The 70-year-old arrived in Bamako on Friday (Oct 9) together with French aid worker Sophie Petronin, who was held captive for nearly four years, as well as two Italian citizens. The four were flown from the northern town of Tessalit near the Algerian border after the prime minister’s office announced their release on Thursday.
Civil-society groups earlier this year criticised the government of Ibrahim Boubacar Keita for not doing enough to obtain the release of Mr Cisse, whose vehicle was ambushed near the desert city of Timbuktu in March while campaigning for legislative elections.

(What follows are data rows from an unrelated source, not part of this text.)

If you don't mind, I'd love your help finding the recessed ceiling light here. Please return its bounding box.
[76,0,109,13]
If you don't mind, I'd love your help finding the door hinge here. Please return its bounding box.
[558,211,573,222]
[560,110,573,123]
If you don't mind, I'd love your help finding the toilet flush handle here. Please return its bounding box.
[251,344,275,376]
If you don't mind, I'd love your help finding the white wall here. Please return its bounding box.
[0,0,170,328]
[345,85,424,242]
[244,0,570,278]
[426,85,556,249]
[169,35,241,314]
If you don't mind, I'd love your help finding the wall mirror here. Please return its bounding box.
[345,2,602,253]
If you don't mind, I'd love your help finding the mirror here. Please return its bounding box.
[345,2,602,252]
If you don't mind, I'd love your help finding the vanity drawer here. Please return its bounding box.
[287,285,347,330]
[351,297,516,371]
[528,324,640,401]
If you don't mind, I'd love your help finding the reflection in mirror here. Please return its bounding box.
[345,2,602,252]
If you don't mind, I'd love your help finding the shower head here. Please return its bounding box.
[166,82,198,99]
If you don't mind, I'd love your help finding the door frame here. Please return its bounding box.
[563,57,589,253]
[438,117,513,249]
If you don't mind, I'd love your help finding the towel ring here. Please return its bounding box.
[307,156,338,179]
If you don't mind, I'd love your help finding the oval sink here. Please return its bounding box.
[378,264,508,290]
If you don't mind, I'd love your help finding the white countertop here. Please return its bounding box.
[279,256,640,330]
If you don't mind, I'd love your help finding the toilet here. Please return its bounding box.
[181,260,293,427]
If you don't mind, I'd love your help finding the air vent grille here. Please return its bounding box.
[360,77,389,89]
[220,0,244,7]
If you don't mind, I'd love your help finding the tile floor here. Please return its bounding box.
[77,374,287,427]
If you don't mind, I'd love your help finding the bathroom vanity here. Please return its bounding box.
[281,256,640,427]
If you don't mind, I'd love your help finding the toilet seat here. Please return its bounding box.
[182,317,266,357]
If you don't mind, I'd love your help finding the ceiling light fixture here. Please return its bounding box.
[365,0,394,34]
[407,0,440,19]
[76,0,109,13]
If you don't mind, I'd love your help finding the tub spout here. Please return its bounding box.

In August, Keita was deposed by the army, and an interim government headed by retired military officer Bah N’Daw was named the following month.
Dressed in traditional Malian attire, Mr Cisse told state broadcaster ORTM that things moved quickly after Mr N’Daw was sworn in on Sept 25.
“On Sept 26 my captors asked me to do a proof-of-life video,” he said. “After that, the president acted swiftly.”
The four were held by JNIM, an al Qaeda-linked faction operating in the Sahel region south of the Sahara. Both Mr Cisse and Ms Petronin, who was the last French hostage in the area, said they had been treated well. One of the Italians was kidnapped in neighboring Niger two years ago and moved to the Malian desert by his captors.
“I turned the detention into a spiritual retreat, so to say,” Ms Petronin told reporters upon her arrival in Bamako before flying to France. “I didn’t resist. It was easier that way.”
Jihadist groups with links to al-Qaeda and Islamic State have targeted mainly westerners for abductions for years and are believed to have financed many of their operations with ransom. About 200 militants were freed earlier this week in exchange for the hostages, a former government spokesman said by phone.
Four foreign citizens are still being detained by JNIM, including a Colombian nun and a Swiss missionary.